Finding your voice, advocating for your ideas, and knowing that your feedback matters starts with self. As a supervisor, the best way I can support my practice partners in moments of frustration or disconnectedness is to help name the internalized barriers and affirm their gifts and ability to move through them. This requires deep listening and humility—knowing that the most effective solutions come from those most directly impacted. This leads me to my next learning...

 

Leading and listening with curiosity
 

I first learned the power of a question during my time working with youth. I was taught that the best teachers don’t provide answers to questions, but instead pose more questions, and approach teaching as learners, not as experts.

In practice, I found these values extremely challenging to step into. After all, we’ve been taught that teachers are the experts with all of the answers and that students are “a blank slate”, waiting to be filled with the expert’s knowledge. But this instinct and belief deprives students of tapping into their inherent knowledge and intelligence, leaving them with educational experiences that are at best transactional and at worst dehumanizing.

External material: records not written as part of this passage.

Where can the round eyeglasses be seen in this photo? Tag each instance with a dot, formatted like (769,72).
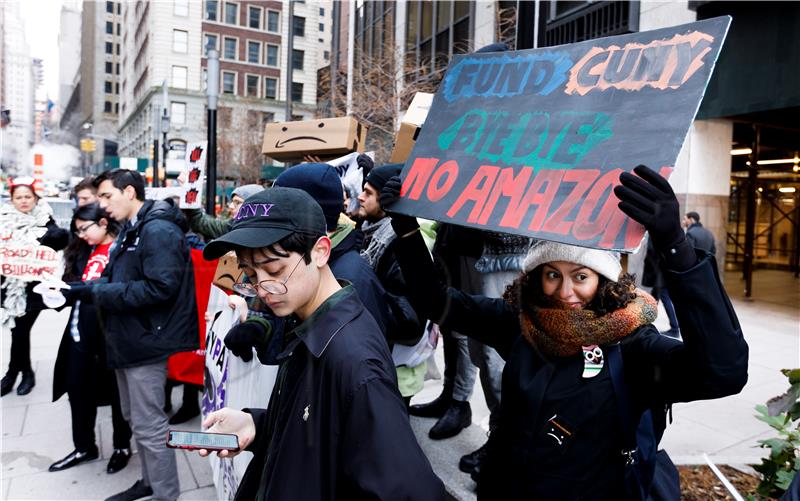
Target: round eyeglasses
(274,287)
(80,231)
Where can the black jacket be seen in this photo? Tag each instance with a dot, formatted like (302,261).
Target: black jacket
(701,238)
(347,264)
(523,460)
(97,377)
(147,290)
(337,427)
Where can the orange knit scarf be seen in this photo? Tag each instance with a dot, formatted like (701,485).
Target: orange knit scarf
(561,332)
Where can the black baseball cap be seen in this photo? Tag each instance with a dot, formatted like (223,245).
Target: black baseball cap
(268,217)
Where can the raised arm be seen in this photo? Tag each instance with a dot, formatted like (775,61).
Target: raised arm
(711,362)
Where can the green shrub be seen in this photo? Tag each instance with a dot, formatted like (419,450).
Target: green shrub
(783,414)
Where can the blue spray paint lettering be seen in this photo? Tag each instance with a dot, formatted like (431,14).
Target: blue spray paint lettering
(506,75)
(544,140)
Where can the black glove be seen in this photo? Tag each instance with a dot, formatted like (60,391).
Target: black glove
(648,199)
(366,164)
(77,291)
(242,338)
(390,193)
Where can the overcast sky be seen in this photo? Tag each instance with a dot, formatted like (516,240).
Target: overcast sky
(41,18)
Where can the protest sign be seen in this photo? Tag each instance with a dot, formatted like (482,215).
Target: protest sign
(532,142)
(28,262)
(194,175)
(230,382)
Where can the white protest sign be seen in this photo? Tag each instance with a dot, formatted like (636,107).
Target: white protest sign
(230,382)
(195,174)
(351,175)
(28,262)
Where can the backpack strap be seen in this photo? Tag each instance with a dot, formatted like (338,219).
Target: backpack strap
(615,366)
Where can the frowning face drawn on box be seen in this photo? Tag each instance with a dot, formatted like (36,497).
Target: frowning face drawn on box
(312,134)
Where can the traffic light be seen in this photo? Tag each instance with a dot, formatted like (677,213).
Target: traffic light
(88,145)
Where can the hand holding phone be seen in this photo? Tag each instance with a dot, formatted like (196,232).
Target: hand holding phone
(229,421)
(196,440)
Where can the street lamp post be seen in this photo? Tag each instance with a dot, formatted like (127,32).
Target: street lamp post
(212,90)
(164,145)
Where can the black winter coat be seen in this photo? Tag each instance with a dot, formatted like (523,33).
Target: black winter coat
(701,238)
(337,428)
(98,377)
(146,292)
(524,461)
(347,264)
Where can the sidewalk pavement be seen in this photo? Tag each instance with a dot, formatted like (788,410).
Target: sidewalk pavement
(36,432)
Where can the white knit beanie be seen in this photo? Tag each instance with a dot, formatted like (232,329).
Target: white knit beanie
(603,262)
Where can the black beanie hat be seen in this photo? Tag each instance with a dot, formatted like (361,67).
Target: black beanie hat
(378,176)
(322,182)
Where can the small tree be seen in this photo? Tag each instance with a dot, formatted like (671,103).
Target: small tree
(239,139)
(377,100)
(783,414)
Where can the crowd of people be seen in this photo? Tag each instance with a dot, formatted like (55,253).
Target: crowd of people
(563,340)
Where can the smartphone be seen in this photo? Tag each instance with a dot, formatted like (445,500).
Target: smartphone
(201,440)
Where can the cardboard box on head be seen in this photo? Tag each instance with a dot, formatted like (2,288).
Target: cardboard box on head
(228,272)
(410,126)
(325,138)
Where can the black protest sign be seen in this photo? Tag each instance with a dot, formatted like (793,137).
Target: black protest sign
(532,142)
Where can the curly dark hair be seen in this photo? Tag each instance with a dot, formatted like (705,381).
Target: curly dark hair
(526,291)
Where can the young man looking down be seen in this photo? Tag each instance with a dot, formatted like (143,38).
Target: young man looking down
(336,427)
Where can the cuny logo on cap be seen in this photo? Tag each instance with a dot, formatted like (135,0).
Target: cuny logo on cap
(253,210)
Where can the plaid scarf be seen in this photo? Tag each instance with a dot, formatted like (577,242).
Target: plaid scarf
(560,332)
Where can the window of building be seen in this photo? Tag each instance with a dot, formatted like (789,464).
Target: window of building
(254,17)
(177,113)
(211,10)
(297,91)
(180,41)
(179,76)
(228,82)
(210,42)
(231,13)
(180,7)
(272,55)
(299,26)
(298,57)
(251,85)
(229,48)
(273,21)
(254,52)
(270,88)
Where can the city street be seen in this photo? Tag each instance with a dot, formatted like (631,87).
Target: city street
(36,432)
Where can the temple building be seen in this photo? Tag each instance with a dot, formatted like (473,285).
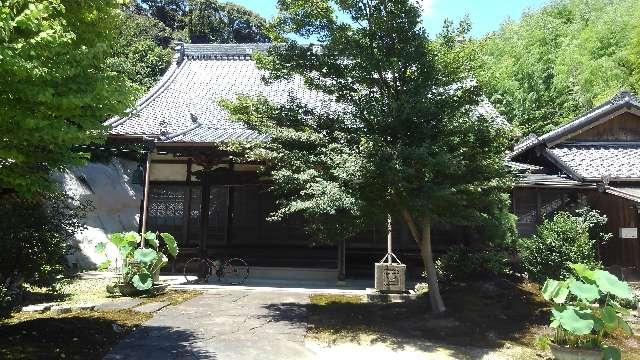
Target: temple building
(593,160)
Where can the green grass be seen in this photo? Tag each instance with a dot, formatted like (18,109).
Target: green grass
(337,299)
(75,335)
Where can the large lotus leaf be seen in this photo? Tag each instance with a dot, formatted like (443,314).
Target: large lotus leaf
(172,245)
(608,283)
(101,247)
(618,308)
(612,321)
(117,239)
(583,271)
(611,353)
(142,281)
(585,292)
(145,256)
(126,250)
(555,290)
(576,322)
(151,239)
(556,312)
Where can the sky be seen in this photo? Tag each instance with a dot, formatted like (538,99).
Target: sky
(486,15)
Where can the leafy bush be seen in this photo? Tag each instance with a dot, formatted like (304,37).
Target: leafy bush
(560,241)
(5,302)
(586,309)
(141,263)
(35,236)
(461,263)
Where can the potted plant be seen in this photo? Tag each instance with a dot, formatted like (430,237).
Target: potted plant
(142,261)
(586,310)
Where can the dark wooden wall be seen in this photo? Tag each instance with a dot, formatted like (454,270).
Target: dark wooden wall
(620,213)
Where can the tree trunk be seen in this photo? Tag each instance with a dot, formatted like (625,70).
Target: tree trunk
(423,239)
(437,305)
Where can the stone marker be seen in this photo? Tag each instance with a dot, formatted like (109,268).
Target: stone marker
(61,309)
(151,307)
(118,304)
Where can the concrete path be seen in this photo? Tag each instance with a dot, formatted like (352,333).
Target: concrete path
(221,325)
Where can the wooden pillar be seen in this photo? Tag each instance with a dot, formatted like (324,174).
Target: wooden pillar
(187,208)
(145,201)
(204,215)
(230,207)
(538,207)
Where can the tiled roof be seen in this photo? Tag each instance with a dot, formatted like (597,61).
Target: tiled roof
(621,101)
(594,161)
(630,193)
(184,106)
(548,180)
(522,167)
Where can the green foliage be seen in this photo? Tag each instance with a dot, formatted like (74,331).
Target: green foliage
(5,302)
(403,137)
(406,140)
(587,308)
(142,262)
(57,87)
(561,60)
(142,50)
(209,21)
(461,263)
(36,235)
(559,241)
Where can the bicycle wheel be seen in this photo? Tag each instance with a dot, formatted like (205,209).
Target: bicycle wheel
(235,271)
(196,270)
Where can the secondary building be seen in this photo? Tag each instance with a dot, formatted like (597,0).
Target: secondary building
(594,160)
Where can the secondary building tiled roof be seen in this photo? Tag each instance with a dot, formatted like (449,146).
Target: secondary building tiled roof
(623,100)
(548,180)
(595,162)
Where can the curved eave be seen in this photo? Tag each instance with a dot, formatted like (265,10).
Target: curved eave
(164,82)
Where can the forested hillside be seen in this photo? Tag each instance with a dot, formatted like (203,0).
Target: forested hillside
(148,29)
(561,60)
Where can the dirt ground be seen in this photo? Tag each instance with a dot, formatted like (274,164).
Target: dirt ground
(498,316)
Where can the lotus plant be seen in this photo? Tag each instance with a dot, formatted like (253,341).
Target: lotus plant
(140,263)
(586,310)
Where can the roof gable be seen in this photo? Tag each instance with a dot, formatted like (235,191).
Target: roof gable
(184,105)
(623,103)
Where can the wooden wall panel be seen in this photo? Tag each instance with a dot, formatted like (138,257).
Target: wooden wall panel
(620,213)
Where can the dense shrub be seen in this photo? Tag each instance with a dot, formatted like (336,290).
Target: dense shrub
(461,263)
(562,240)
(36,234)
(5,302)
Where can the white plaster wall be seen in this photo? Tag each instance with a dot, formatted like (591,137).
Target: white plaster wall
(115,206)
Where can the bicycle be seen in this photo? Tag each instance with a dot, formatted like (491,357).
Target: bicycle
(233,271)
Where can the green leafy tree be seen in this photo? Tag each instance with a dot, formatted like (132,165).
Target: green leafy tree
(169,12)
(57,88)
(404,139)
(561,60)
(209,21)
(563,240)
(143,48)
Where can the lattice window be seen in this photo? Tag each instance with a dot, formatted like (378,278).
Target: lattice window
(166,205)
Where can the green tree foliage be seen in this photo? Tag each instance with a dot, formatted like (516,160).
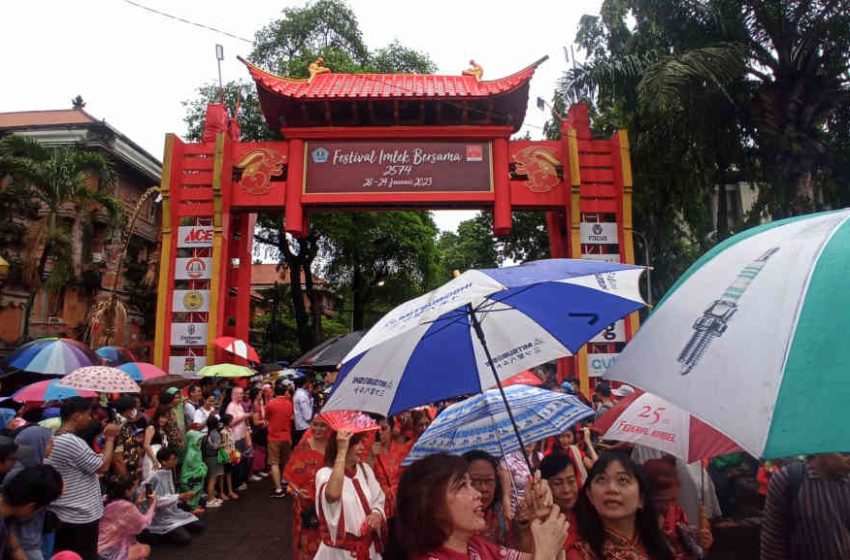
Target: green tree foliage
(396,58)
(388,254)
(780,67)
(71,186)
(354,258)
(252,124)
(326,28)
(714,92)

Whether it’s because of positional differences, age gaps, or diverging experiences, in most supervisorial relationships there are dynamics of power and paternalism at play that are similar to that between student and teacher. These are not truths that we should turn away from, but things we can name, examine, and build practices to shift away from. Much like an effective teacher, when a supervisor examines their own instinct to be an “expert” and instead offers space for critical thinking and curiosity, mutual perspectives are affirmed and knowledge grows in depth. 

We work for organizations that proudly claim to believe in the beauty of diversity and have mission statements that seek to change the world we live in for the better, but these beautiful ideas cannot just live on our websites—they have to come alive in our relationships with one another. When we honor individuality, challenge the roles of “expert” and “student”, and trust that our challenges and failures will be met with curiosity and opportunities for critical thought, new worlds become possible.

Big shout out to all of my practice partners and students—you are my greatest teachers. 


Hana Lee is a project director at CompassPoint.